Scientific classification
- Kingdom: Animalia
- Phylum: Chordata
- Class: Reptilia
- Order: Squamata
- Suborder: Scinciformata
- Infraorder: Scincomorpha
- Family: Eugongylidae
- Genus: Emoia
- Species: E. impar
- Binomial name: Emoia impar (Werner, 1898)
- Synonyms: Lygosoma impar Werner, 1898

= Emoia impar =

- Genus: Emoia
- Species: impar
- Authority: (Werner, 1898)
- Conservation status: LC
- Synonyms: Lygosoma impar Werner, 1898

Species of lizard

Emoia impar, also known as the dark-bellied copper-striped skink, or the azure-tailed skink, is a species of skink that is widespread in the Pacific, especially Polynesia and Micronesia. While common throughout its range, it is threatened by habitat loss, invasive species, and sea level rise due to global warming.
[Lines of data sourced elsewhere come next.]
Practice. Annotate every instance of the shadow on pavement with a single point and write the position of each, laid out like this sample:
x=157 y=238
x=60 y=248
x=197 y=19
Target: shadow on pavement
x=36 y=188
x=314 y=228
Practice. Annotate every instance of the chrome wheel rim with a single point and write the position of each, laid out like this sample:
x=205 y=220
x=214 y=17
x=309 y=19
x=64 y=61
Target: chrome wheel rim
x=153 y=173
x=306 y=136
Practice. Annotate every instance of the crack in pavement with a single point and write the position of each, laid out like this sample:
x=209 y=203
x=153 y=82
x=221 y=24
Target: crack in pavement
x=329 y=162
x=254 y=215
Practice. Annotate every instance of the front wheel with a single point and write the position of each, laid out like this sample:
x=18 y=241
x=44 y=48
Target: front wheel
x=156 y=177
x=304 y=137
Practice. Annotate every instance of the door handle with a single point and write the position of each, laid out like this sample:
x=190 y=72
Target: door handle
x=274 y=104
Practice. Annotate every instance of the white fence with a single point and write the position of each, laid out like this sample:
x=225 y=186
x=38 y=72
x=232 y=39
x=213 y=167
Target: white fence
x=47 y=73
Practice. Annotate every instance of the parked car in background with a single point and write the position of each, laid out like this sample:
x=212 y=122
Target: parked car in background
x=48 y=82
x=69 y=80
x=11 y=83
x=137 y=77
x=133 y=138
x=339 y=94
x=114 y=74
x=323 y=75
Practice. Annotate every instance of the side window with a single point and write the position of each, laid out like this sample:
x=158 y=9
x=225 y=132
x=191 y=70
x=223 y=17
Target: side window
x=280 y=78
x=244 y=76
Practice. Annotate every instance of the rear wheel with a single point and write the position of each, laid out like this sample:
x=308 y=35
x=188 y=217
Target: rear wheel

It is a naturalized species in the Hawaiian Islands, most likely introduced by the Polynesians, but has been almost entirely extirpated from there, possibly as a result of the invasive big-headed ant. It disappeared from most islands by the early 20th century, persisting on the Na Pali Coast of Kauaʻi until the 1960s. Alleged sightings on Kauaʻi up to the 1990s were found to have been an introduced population of E. cyanura that was introduced in the 1970s and persisted for up to two decades. While some studies have claimed that it has been entirely extirpated from Hawaii, it actually still persists on the offshore islet of Mōkapu, Molokai, where it has a stable population. It was seen on the big island of Hawaii, in the Kalapana area, in September, 2021. Although some sources claim E. impar to be a native species to Hawaii based on the presence of a single fossil bone, analysis of the sediments the bone was found in indicates it to have a comparatively recent origin. The species was noted to have an extremely dense and thriving population on Flint Island, whose damp palm jungle creates the perfect habitat.